As air is heated, it expands and becomes less dense than the air around it. As a result, it will rise. The greater the temperature differential between the heated air and the ambient (surrounding) air, the faster and/or higher the heated air will rise. This basic physical fact is the principal on which the lifting force of a hot-air balloon depends. The greater the temperature differential between the interior envelope air and the surrounding air, the greater the lifting capacity of the balloon.

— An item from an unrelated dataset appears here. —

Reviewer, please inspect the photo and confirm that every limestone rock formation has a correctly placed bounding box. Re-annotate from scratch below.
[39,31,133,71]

Heated air provides the lift, and air currents provide propulsion. While a skilled pilot can control his altitude very precisely, only indirect control of the balloon direction is possible. The balloon will only travel at the speed and direction of the air around it. Fortunately, the wind will move in different directions at different altitudes, and the pilot can select his direction of travel by selecting an appropriate elevation. When the balloon is climbing, enroute to a specific altitude, the pilot can flare or "round out" to the selected altitude by gradually reducing the heat (and subsequently the rate of climb) as the balloon approaches the altitude.

Hot air is not just warm; the temperature at the crown of an ascending balloon is about 1OOC- the boiling point of water. To generate this heat, burners produce several million BTUs per hour. This is pure energy: none of it is absorbed by moving parts as is an engine's power. If the output of a 1O million BTU burner is converted to horsepower a staggering figure of over 4,000 bhp is achieved.